Kim Jong-un: pizza, chips and uranium bombs for North Korea
Mixed messages as supreme leader relaxes rules but continues to pursue nuclear arsenal
NORTH KOREAN supreme leader Kim Jong-un has relaxed the rules on Western influences in his communist nation, apparently revoking bans on mobile phones and fast-food. But his attempts to portray himself as a "warmer" leader have been dampened by claims that, like his late father, Kim Jong-il, he remains intent on producing uranium bombs.
Kim Jong-un took over last December following his father’s death and, according to research by the Samsung Economic Research Institute, is trying to create a "warm, fatherly impression" towards his citizens, more like his grandfather Kim Il-sung than the cold Kim Jong-il.
As a result, more mobile phones have been made available and previously banned foods, such as pizza, chips and hamburgers, have been endorsed by the leader.
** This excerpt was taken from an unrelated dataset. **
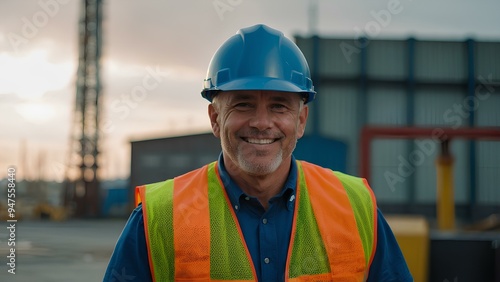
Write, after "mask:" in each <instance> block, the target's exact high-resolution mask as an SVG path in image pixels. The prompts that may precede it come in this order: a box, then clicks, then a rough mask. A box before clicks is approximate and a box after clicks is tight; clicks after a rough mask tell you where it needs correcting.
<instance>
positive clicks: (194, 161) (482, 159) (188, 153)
mask: <svg viewBox="0 0 500 282" xmlns="http://www.w3.org/2000/svg"><path fill="white" fill-rule="evenodd" d="M296 43H297V45H298V46H299V47H300V48H301V49H302V51H303V52H304V54H305V56H306V58H307V60H308V62H309V66H310V69H311V73H312V78H313V82H314V85H315V90H316V91H317V92H318V95H317V96H316V97H317V98H316V101H314V103H311V104H310V107H311V109H310V112H309V120H308V125H307V129H306V135H305V136H304V137H303V138H302V139H300V140H299V141H298V143H297V148H296V150H295V151H294V155H295V156H296V158H297V159H303V160H307V161H311V162H313V163H317V164H320V165H322V166H325V167H329V168H332V169H334V170H340V171H343V172H347V173H349V174H352V175H358V176H362V177H367V178H368V181H369V183H370V185H371V186H372V189H373V190H374V192H375V194H376V196H377V201H378V205H379V207H380V208H381V210H382V211H383V212H384V213H386V214H390V213H392V214H399V215H402V214H414V215H415V214H416V215H423V216H425V218H426V219H427V220H428V221H429V222H431V226H432V227H434V226H436V224H434V223H433V222H434V220H435V219H436V214H437V213H438V212H437V210H438V208H439V207H440V206H441V205H437V202H439V201H440V200H439V199H438V197H437V196H436V195H437V193H438V191H437V190H438V184H437V182H438V180H440V181H441V182H443V181H442V180H443V179H441V178H442V175H443V173H442V172H443V171H445V169H447V171H448V174H447V175H448V178H447V181H448V182H451V183H452V184H451V185H450V183H448V185H447V186H448V188H451V191H448V193H449V194H448V195H447V196H446V197H440V199H442V198H447V199H448V201H450V200H451V202H449V205H452V206H453V208H454V210H451V220H453V221H454V219H455V218H456V219H457V222H458V224H457V227H458V228H459V229H455V231H456V230H463V229H464V228H466V227H467V226H470V224H472V223H475V222H477V221H478V220H480V219H484V218H486V217H487V216H489V215H493V214H500V189H498V183H500V161H499V160H500V42H477V41H474V40H466V41H424V40H416V39H413V38H409V39H407V40H368V39H363V38H361V39H349V38H344V39H341V38H319V37H316V36H313V37H296ZM220 151H221V148H220V145H219V140H218V139H216V138H215V137H214V136H213V135H212V134H211V133H204V134H199V135H190V136H177V137H172V138H161V139H154V140H143V141H135V142H132V170H131V188H132V187H134V186H136V185H139V184H144V183H152V182H157V181H162V180H165V179H167V178H172V177H174V176H177V175H180V174H182V173H184V172H187V171H189V170H192V169H195V168H197V167H200V166H202V165H204V164H206V163H209V162H211V161H214V160H216V159H217V157H218V155H219V154H220ZM446 153H448V155H446ZM443 156H444V157H443ZM443 159H444V160H446V162H444V163H447V165H446V166H442V165H440V166H439V169H440V173H437V172H436V171H437V167H436V162H438V163H440V164H442V163H443ZM451 160H452V161H451ZM450 164H452V165H451V166H450ZM440 177H441V178H440ZM449 180H452V181H449ZM439 186H441V185H439ZM132 189H133V188H132ZM129 195H133V190H131V191H130V193H129ZM437 217H438V221H437V223H438V224H437V225H439V224H440V222H442V221H443V220H439V219H440V216H437ZM420 219H422V218H420ZM444 219H445V220H444V222H445V223H447V222H446V221H450V217H449V218H447V219H446V218H444ZM492 219H493V221H494V217H492ZM392 222H394V221H392ZM491 222H492V221H487V222H486V224H479V225H478V224H476V225H475V227H478V226H479V227H480V228H482V230H483V231H485V230H487V229H488V228H491V227H492V226H493V228H494V226H495V224H493V225H492V224H491ZM402 223H403V224H402V225H400V226H392V223H391V226H392V227H393V229H394V232H395V234H396V237H397V238H398V242H399V243H400V245H401V247H402V250H403V253H404V254H405V257H406V259H407V261H408V263H409V266H410V269H411V271H412V273H413V275H414V278H415V281H446V279H448V280H450V281H452V280H453V279H454V278H456V277H458V278H459V280H460V281H494V279H497V280H495V281H500V280H499V279H500V269H498V264H499V263H500V248H499V247H498V246H499V244H498V242H500V238H499V237H498V233H488V232H482V233H461V232H453V233H440V232H434V233H432V232H431V233H429V229H428V227H426V226H428V225H427V222H426V221H425V219H424V220H423V221H422V220H420V221H418V220H417V221H409V219H408V218H407V219H403V220H402ZM447 224H448V223H447ZM497 224H498V223H497ZM419 226H420V227H421V228H420V229H419V231H415V232H416V233H412V234H410V233H408V232H413V231H410V230H412V229H414V228H419ZM450 226H451V228H452V229H450V230H453V227H454V222H453V224H452V225H450ZM499 226H500V224H499ZM497 228H498V227H497ZM405 234H410V235H405ZM417 234H418V236H417ZM415 236H417V237H415ZM418 238H420V239H418Z"/></svg>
The Daily Mail even reports that women, who once faced a police warning or penalty for wearing trousers in the street, are increasingly being seen in trousers, platform shoes and earrings.
Children handpicked by party officials are also being given free trips to zoos, concerts and amusement parks as part of a drive to focus on the younger generation, in a bid to create the "children's heaven nation".
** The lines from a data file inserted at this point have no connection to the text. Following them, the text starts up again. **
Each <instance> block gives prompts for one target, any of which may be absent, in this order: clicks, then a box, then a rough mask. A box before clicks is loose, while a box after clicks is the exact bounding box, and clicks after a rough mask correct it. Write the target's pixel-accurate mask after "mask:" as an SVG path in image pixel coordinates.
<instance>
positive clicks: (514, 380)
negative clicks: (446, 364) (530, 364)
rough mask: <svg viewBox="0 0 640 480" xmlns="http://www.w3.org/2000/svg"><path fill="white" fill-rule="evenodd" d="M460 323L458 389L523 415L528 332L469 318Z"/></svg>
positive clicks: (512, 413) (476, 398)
However, this "rebranding" of North Korea will not be helped by claims in two Japanese papers yesterday that, before his death, Kim Jong-il had instructed his scientists to produce "a massive amount" of uranium bombs.
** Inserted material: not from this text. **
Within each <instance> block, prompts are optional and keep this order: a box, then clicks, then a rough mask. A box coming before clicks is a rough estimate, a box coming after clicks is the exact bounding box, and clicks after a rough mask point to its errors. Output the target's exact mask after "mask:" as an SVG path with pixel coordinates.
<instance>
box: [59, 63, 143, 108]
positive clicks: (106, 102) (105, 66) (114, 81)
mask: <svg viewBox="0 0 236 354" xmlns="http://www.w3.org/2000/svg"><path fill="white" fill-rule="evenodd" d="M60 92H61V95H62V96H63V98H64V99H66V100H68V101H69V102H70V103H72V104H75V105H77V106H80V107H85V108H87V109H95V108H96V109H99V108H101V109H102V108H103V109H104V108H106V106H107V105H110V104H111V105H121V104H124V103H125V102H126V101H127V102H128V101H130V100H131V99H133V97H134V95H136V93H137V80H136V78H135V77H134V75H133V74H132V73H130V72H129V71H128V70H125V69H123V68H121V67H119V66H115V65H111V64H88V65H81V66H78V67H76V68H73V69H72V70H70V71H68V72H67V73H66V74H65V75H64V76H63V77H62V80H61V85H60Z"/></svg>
As The Daily Telegraph reports, Kim Jong-il’s directive is believed to have turned up in an internal regime document compiled in February, well after his death, for senior officials of the ruling Workers' Party.
The document was apparently intended to make it clear to party rivals that new leader Kim Jong-un had inherited his late father's policy of attempting to develop nuclear weapons to protect his regime.